Back to teacher tenure, it seems that as employees at public institutions teachers are entitled to due process, especially if everyone and their mother has an opinion about what a teacher should be doing and how she should be doing it. And if incompetent teachers aren’t actually getting dismissed, it seems we need a better understanding of why that is. I suspect these sensationalist stories in the media about un-fireable teachers showing up drunk to class aren’t quite representative.

Is the difficulty associated with teacher dismissal the fault of a policy that assures due process? What if we start asking questions of other stakeholders? How are quality teachers being trained in the first place? Who is leading them? As Meier claims, “The fact that poor teachers are not let go is completely a lack of principals and supervisors doing their job. Often the reason they don’t is their own lack of training and support and that they are often feeling overwhelmed themselves by an impossible job. In this area some principals work in elementary schools of up to 900 students with no assistant principal due to cutbacks.”

Whatever the problem, and as with all educational issues in this huge and diverse country, it is complicated and diffuse. But that doesn’t stop “reformers” (who, as usual, are not themselves educators) from initiating a legal blitzkrieg against tenure. This will definitely be something to watch out for.
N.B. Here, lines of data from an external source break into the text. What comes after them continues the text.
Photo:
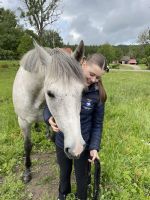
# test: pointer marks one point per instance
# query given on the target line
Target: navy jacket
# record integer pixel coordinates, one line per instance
(91, 119)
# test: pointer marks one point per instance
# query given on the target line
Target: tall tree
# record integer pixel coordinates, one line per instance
(40, 13)
(51, 39)
(144, 37)
(144, 40)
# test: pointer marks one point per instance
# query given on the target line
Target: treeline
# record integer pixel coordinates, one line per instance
(15, 41)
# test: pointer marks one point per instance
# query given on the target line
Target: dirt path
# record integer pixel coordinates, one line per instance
(135, 67)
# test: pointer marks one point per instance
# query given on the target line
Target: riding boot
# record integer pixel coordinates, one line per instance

Something I’ll be wondering: when due process, one of the few attractive qualities of the teaching profession, gets taken away, who will be willing to go into this career?

One thought on “The Tenuous Tenure of Teacher Tenure

  1. Thank your tackling this issue and mentioning my post. Your term fired for “incompetence” is actually no longer the term. It used to be that in California one needed to find “incompetence” to move to fire a teacher. That changed decades ago, and now it is just “unsatisfactory performance,” a much easier threshold to prove. And while instance as you point out of it being expensive and difficult to fire teachers this way can be found, those are the exceptions not the rule. Also most statistics are misleading because in probably at least 95% of the cases teachers quit before they are actually fired, in which case they do not show up in statistics of teachers being fired for being poor teachers. (this is true in almost any field–people are usually offered the opportunity to resign before they are actually fired. The good principal I know tell me they are successful at getting rid of their bad teachers, though of course it is painful to do and takes work.